Published on the 13/03/2018 | Written by Jonathan Cotton
Apple users aren’t looking so smug as almost undetectable malware threats to Macs go through the roof…
Though many believe Mac users don’t require antivirus software, that may be about to change as experts say malware exploits targeting Mac operating systems – and including currency miners, backdoor exploits and supply chain attacks – more than double from 2016 to 2017.
Anti-malware software company Malwarebytes says that in the year 2017 alone, Mac threats increased more than 270 percent. New threats identified in the first two months of 2018 indicate a similar pace of malware development.
One of these, the OSX/MaMi malware, was discovered targeting Macs in January.
In a blog post, ex-NSA hacker Patrick Wardle said that the malware isn’t detected by traditional antivirus software and that currently the infection vector is unclear.
“OSX/MaMi isn’t particular advanced, writes Wardle, “but does alter infected systems in rather nasty and persistent ways. By installing a new root certificate and hijacking the DNS servers, the attackers can perform a variety of nefarious actions such as man-in-the-middle’ing traffic (perhaps to steal credentials, or inject ads).”
And those two actions are highly dangerous, says Thomas Reed, director of Mac and mobile at Malwarebytes.

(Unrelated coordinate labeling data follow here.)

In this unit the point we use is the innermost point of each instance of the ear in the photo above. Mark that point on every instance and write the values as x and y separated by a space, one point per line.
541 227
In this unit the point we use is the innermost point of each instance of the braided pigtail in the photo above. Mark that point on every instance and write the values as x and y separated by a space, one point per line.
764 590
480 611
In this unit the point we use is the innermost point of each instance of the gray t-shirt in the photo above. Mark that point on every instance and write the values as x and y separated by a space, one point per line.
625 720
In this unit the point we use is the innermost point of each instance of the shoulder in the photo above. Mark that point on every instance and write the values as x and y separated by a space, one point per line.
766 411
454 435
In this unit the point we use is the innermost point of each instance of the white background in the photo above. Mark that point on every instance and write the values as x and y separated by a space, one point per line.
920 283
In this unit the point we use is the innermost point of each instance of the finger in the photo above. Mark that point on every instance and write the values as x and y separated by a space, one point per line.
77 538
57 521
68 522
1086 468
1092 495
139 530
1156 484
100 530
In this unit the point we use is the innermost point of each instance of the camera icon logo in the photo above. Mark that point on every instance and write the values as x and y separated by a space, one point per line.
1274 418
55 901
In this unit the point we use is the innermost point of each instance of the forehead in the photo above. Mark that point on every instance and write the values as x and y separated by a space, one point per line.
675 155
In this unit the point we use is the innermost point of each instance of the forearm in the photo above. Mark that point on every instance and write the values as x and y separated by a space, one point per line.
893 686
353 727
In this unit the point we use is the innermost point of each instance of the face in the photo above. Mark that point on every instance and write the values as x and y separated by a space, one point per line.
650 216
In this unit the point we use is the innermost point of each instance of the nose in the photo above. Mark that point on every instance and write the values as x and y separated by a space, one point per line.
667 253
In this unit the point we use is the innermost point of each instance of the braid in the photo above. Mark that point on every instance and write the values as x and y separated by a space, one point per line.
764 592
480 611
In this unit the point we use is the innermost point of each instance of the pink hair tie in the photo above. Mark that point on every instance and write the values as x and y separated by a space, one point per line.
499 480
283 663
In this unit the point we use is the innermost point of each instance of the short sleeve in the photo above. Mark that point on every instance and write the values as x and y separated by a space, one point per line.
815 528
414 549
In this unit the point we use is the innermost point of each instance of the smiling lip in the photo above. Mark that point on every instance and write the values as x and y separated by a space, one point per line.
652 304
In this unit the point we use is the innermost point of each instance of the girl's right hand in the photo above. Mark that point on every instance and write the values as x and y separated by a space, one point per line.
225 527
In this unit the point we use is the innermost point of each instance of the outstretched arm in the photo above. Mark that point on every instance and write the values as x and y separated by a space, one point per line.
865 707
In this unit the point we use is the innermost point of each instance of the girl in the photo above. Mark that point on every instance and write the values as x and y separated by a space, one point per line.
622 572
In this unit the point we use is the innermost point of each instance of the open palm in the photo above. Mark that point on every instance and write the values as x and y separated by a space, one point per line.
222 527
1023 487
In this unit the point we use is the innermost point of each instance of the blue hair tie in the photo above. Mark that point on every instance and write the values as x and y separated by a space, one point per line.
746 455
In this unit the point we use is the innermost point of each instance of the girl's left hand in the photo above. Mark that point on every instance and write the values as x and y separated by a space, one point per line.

“By redirecting the computer’s DNS lookups to a malicious server, the hackers behind this malware could direct traffic to legitimate sites, such as bank sites, Amazon, and Apple’s iCloud/Apple ID services, to malicious phishing sites,” says Reed.
“The addition of a new certificate could be used to perform a ‘man-in-the-middle’ attack, making these phishing sites appear to be legitimate.”

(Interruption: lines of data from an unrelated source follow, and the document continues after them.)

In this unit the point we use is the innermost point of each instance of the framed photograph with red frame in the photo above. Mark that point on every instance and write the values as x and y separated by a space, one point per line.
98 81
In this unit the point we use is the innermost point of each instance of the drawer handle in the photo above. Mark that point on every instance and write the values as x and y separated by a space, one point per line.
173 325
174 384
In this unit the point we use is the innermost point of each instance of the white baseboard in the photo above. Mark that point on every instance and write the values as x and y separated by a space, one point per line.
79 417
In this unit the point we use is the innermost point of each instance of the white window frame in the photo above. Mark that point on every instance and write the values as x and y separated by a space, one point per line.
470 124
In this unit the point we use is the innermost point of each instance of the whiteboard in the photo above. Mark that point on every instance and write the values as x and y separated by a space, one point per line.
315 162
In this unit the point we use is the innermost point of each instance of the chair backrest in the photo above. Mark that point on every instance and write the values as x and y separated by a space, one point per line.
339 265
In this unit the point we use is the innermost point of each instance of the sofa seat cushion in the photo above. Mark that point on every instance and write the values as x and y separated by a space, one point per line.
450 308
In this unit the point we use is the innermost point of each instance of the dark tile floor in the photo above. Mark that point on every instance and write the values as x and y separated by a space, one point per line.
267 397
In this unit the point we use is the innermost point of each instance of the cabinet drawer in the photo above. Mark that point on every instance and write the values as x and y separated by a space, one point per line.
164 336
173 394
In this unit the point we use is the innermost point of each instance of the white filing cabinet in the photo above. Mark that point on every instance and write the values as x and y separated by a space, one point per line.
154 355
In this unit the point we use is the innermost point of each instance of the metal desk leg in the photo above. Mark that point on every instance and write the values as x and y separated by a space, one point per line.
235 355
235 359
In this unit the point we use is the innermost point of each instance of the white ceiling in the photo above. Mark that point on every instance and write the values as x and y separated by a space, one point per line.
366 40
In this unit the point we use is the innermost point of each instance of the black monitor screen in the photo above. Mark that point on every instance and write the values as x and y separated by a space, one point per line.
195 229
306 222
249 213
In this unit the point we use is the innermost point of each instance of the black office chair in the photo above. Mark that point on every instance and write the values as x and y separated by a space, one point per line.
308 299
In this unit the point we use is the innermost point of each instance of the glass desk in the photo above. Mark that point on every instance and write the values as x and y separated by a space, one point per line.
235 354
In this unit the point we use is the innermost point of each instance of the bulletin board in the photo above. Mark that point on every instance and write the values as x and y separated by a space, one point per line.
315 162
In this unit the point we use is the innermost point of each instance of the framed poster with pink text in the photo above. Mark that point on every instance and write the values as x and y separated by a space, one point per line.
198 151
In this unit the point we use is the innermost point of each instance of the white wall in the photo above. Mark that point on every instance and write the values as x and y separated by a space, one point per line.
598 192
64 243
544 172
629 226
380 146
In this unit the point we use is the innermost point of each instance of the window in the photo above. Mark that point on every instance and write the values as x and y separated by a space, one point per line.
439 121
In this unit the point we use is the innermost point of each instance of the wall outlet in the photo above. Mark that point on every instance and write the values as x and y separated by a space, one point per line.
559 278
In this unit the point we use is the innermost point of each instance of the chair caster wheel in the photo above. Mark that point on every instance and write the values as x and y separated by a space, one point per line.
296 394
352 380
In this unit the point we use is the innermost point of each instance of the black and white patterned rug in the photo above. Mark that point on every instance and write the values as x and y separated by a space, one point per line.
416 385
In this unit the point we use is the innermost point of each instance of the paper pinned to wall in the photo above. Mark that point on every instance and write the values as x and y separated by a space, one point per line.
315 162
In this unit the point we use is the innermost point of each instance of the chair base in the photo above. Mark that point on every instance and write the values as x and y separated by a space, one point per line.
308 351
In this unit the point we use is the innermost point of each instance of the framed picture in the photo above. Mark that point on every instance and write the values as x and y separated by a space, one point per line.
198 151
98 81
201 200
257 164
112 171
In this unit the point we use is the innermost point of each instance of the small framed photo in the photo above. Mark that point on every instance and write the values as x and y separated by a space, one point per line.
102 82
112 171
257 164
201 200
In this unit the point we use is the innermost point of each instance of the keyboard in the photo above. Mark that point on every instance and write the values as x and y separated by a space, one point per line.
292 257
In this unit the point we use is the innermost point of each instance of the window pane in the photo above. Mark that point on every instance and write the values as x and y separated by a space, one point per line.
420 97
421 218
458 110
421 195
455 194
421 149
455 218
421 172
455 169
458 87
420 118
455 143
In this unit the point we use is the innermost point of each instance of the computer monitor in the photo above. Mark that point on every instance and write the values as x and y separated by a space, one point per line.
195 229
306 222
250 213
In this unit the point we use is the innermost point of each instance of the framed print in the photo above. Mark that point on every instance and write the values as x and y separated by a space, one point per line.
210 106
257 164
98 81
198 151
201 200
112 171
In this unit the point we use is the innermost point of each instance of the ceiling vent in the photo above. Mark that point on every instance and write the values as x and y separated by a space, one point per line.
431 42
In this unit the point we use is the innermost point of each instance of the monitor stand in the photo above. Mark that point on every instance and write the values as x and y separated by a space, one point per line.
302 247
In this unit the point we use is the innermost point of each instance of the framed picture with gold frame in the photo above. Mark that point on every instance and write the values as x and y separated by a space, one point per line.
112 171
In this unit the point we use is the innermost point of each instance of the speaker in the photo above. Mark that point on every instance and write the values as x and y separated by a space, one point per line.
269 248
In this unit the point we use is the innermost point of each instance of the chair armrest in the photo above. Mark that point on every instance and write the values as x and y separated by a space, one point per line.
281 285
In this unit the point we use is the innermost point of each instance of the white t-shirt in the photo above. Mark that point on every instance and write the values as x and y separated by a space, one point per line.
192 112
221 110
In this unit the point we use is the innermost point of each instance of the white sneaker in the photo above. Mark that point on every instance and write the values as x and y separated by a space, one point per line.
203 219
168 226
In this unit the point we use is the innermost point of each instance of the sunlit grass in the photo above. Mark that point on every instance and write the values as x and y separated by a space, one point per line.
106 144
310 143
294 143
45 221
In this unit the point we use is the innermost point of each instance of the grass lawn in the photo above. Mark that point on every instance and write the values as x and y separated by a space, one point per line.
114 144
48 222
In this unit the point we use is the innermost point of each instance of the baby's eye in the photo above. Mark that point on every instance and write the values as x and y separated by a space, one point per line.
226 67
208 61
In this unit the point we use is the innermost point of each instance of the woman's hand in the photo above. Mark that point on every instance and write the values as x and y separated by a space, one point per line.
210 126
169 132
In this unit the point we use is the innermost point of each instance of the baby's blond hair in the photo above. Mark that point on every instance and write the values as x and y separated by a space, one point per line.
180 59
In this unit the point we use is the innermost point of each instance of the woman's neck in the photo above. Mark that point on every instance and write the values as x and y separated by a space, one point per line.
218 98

Another piece of malicious malware – OSX.CreativeUpdate – was discovered to be infecting systems through a ‘supply chain’ attack. The MacUpdate website was hacked, and the download links for some popular Mac apps – including Firefox – were replaced with malicious links. The malware, once installed, used the computer’s CPU to mine a cryptocurrency called Monero (a currency similar to Bitcoin).
“These kinds of supply chain attacks are particularly dangerous, even capable of infecting savvy members of the development and security community,” says Reed.

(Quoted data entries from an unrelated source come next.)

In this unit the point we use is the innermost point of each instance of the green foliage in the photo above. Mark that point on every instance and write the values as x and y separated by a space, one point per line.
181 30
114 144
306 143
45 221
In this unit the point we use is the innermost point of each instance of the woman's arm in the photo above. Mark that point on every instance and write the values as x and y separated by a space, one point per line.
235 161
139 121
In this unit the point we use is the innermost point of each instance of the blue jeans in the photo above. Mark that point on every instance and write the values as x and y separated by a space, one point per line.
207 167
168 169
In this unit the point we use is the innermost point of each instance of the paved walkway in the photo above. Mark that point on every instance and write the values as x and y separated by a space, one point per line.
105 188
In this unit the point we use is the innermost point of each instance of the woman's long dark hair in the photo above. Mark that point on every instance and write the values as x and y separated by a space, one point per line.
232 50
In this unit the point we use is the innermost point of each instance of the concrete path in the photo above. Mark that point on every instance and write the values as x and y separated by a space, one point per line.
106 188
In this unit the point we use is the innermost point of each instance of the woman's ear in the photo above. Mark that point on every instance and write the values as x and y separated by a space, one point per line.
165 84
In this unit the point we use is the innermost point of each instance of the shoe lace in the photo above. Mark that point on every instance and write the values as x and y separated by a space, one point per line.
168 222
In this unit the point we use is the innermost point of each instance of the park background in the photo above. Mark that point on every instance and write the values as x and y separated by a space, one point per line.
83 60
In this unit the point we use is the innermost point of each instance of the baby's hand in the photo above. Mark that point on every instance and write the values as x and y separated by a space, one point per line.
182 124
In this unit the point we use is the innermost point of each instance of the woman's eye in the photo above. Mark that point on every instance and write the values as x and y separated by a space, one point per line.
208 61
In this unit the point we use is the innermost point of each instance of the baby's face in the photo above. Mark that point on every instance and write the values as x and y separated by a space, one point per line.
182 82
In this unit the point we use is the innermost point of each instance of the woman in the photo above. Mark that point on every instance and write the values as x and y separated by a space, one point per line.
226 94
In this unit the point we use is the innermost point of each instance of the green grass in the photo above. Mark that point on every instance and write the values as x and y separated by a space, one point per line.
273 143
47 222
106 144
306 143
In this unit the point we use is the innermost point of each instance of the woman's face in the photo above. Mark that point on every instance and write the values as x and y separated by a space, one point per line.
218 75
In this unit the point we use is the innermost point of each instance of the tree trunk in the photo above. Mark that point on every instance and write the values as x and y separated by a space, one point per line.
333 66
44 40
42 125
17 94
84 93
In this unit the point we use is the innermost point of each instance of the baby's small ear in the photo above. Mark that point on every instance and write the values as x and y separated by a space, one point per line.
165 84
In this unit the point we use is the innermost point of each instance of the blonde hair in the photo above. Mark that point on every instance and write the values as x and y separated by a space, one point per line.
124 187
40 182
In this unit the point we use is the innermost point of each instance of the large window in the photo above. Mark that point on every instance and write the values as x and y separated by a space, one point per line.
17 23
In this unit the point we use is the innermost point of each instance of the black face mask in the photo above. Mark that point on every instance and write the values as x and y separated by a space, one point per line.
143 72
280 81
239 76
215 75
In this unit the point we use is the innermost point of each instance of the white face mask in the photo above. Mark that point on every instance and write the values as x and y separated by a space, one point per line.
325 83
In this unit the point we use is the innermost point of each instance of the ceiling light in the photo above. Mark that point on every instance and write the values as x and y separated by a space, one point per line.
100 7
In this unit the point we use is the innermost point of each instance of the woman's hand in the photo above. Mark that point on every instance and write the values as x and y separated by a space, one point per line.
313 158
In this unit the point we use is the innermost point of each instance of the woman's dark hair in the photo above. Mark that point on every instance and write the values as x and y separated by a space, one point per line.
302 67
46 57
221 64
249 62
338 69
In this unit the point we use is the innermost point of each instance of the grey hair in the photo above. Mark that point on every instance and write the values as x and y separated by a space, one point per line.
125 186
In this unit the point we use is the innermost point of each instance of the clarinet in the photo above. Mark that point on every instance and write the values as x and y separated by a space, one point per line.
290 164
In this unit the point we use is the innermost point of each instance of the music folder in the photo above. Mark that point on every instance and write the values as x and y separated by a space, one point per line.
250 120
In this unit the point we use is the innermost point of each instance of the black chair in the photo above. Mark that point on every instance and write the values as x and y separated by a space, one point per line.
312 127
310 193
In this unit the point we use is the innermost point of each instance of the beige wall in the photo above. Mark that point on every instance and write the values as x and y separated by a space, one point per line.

“These kinds of supply chain attacks are particularly dangerous.”
“Users who downloaded the affected apps from MacUpdate ended up with lookalike malicious apps. These apps would install malware on the system, then open the original app, which was bundled inside the malicious app, to make it appear normal. This helped cover up the fact that something shady was going on.”
While it’s true that Mac systems are, generally speaking, safer than other systems, the apparent adage that ‘Macs don’t get viruses’ isn’t true and never has been. The rise of these threats is another timely reminder that ‘more secure’ certainly does not equal ‘invulnerable’.
“Apple’s macOS includes some good security features that are helpful, but they are easily bypassed by new malware, and they don’t address the adware and PUP problem at all,” Malwarebytes warns.